Saturday April 02, 2022
Clouds that looked dark before sunrise are mottled with blue-gray and yellow. Woodpecker blast beats. Wrenish riffs.
Saturday March 19, 2022
Humid and cool. The sun keeps finding new holes in the clouds. The woodpeckers keep drumming.
Friday March 11, 2022
Clear everywhere except where the sun rises pink, orange and yellow, heralded by small woodpeckers with loud, locust-wood drums.
Friday January 28, 2022
The first flakes, fine as flour, from a dull gray sky: far edge of the predicted blizzard. A silent crow flies over. A woodpecker knocks.
Sunday December 05, 2021
A vast Sunday-morning silence broken only by mourning dove wings, the soft taps of a downy woodpecker, and the grumbling of my stomach.
Thursday May 13, 2021
Say what you will about cold spring nights; they lead to gorgeous mornings. And what’s that stunning black-and-white bird? Only a downy woodpecker.
Thursday February 11, 2021
Another four inches of light powder. We are rich in snow now. The soundtrack is mostly woodpeckers: downy, pileated, red-bellied.
Saturday December 26, 2020
The thermometer’s big red arrow is at -10°C. A downy woodpecker works the wood’s edge, exploring the bases of trees, chirping loudly.

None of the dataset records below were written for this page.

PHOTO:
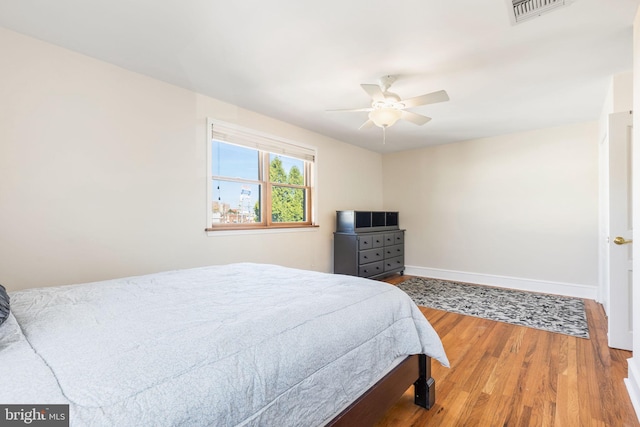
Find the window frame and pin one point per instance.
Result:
(266, 145)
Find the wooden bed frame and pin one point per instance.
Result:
(372, 405)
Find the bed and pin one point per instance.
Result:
(233, 345)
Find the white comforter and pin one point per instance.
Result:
(240, 344)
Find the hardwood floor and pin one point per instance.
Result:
(507, 375)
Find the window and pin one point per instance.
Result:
(257, 180)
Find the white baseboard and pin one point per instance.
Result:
(633, 383)
(531, 285)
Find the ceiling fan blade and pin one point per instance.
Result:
(350, 110)
(417, 119)
(430, 98)
(374, 92)
(367, 124)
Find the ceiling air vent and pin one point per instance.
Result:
(521, 10)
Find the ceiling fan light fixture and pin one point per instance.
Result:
(385, 116)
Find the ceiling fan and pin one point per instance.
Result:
(387, 107)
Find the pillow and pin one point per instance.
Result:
(4, 304)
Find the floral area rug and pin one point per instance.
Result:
(553, 313)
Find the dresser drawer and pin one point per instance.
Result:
(371, 269)
(393, 251)
(395, 238)
(393, 263)
(370, 255)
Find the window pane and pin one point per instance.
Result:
(234, 161)
(288, 204)
(286, 170)
(235, 203)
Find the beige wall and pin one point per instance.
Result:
(521, 206)
(103, 174)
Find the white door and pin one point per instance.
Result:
(620, 231)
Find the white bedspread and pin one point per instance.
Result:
(240, 344)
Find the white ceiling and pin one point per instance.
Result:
(295, 59)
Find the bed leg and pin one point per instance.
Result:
(425, 386)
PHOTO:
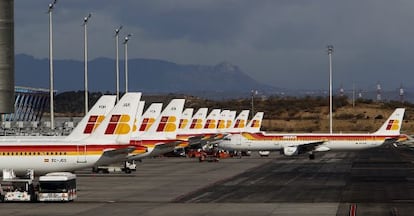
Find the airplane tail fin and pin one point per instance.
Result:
(118, 124)
(93, 118)
(138, 117)
(210, 126)
(185, 119)
(255, 124)
(230, 119)
(221, 124)
(197, 121)
(166, 125)
(149, 116)
(240, 122)
(393, 124)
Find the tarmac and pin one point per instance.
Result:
(376, 182)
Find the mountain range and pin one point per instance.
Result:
(146, 75)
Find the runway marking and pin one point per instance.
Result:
(352, 210)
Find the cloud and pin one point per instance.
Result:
(282, 43)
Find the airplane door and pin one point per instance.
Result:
(81, 149)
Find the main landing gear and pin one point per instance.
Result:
(311, 156)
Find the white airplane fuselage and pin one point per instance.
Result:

Saturday December 12, 2020
Three degrees above freezing, but it feels balmy. A downy woodpecker descends a maple trunk, chirping loudly with each downward hop.
Sunday October 25, 2020
Cold and gray. A downy woodpecker forages in the road, joined by a nuthatch, seemingly curious about this stony alternative to a tree trunk.
Monday June 15, 2020
A spicebush swallowtail careens through the yard, where bracken fronds nod in three directions. A downy woodpecker upside-down on a limb.
Wednesday March 11, 2020
Overcast and still. Two downy woodpeckers a quarter mile apart have found dead trees that, when hammered, ring at precisely the same pitch.